Well one thing seems pretty different almost right away, your explicitly enforcing a new connection on each request in the rust version, in the go version your leaving the decision whether to keep-alive the connection and reuse it up to the implementation. Removing the .header(Connection::close()) changes the program running time on my machine from 10's of seconds to 2.7s

— You are receiving this because you are subscribed to this thread. Reply to this email directly or view it on GitHub https://github.com/hyperium/hyper/issues/777#issuecomment-216910480

weberc2 commented 8 years ago

Removing the Connection header and not sharing the client bring the time back down to parity with Go. It does appear it was the connection header, and yes, I copied it from the example. It seems the biggest penalty was still sharing the client; is this penalty expected as well?

seanmonstar commented 8 years ago

The penalty when sharing the Client is due to accidentally keeping a Mutex locked while waiting on DNS. The Mutex locks the map of pooled connections. A patch exists that unlocks the Mutex while waiting on DNS, so that other threads may access the pool quicker.
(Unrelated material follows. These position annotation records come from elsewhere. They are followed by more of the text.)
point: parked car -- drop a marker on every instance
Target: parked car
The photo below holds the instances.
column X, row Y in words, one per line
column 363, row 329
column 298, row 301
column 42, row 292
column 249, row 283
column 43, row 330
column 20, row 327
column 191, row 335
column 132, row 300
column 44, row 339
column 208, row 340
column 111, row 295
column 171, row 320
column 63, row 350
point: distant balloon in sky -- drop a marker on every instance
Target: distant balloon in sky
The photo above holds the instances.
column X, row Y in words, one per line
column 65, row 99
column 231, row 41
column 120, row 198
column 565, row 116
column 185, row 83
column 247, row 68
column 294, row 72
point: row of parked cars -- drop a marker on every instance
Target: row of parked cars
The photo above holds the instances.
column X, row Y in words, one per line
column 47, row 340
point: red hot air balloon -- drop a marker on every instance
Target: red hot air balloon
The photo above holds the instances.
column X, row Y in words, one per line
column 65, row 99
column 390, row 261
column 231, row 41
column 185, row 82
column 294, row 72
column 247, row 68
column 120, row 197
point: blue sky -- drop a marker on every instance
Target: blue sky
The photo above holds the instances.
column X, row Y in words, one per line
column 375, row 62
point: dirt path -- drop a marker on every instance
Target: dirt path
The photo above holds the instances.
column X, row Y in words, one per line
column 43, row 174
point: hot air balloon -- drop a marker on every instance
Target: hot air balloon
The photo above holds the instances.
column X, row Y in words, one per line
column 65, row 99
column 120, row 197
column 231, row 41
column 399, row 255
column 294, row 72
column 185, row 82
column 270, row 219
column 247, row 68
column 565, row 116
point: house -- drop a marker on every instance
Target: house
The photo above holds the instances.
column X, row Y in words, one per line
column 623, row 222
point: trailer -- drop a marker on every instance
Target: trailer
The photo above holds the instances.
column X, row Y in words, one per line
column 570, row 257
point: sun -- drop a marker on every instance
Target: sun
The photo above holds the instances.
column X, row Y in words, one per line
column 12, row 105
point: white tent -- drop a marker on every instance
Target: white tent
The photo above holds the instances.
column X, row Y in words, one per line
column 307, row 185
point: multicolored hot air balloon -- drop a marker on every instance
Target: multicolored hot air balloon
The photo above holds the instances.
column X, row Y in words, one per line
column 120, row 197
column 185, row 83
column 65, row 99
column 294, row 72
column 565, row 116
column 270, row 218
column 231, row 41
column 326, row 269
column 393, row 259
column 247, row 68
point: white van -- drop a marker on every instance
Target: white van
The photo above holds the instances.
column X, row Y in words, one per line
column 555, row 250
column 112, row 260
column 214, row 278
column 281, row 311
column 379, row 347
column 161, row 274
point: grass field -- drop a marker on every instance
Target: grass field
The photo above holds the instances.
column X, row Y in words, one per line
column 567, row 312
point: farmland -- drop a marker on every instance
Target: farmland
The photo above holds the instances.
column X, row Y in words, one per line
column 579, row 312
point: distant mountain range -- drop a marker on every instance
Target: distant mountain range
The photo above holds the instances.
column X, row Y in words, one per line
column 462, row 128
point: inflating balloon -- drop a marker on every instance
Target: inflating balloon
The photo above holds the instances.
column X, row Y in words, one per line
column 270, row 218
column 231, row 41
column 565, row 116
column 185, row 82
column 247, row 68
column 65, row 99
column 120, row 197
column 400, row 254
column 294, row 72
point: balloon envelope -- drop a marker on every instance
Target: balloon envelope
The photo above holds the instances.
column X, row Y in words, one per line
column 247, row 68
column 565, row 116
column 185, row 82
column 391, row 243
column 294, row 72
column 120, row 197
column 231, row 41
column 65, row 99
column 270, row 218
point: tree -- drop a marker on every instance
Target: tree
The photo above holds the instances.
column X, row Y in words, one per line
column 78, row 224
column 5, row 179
On Wed, May 4, 2016, 10:05 AM weberc2 notifications@github.com wrote:

Removing the Connection header and not sharing the client bring the time back down to parity with Go. It does appear it was the connection header, and yes, I copied it from the example. It seems the biggest penalty was still sharing the client; is this penalty expected as well?

— You are receiving this because you commented.

Reply to this email directly or view it on GitHub https://github.com/hyperium/hyper/issues/777#issuecomment-216933562

weberc2 commented 8 years ago

Cool. Thanks for the input. I'll close this issue since the shared client penalty is a known issue.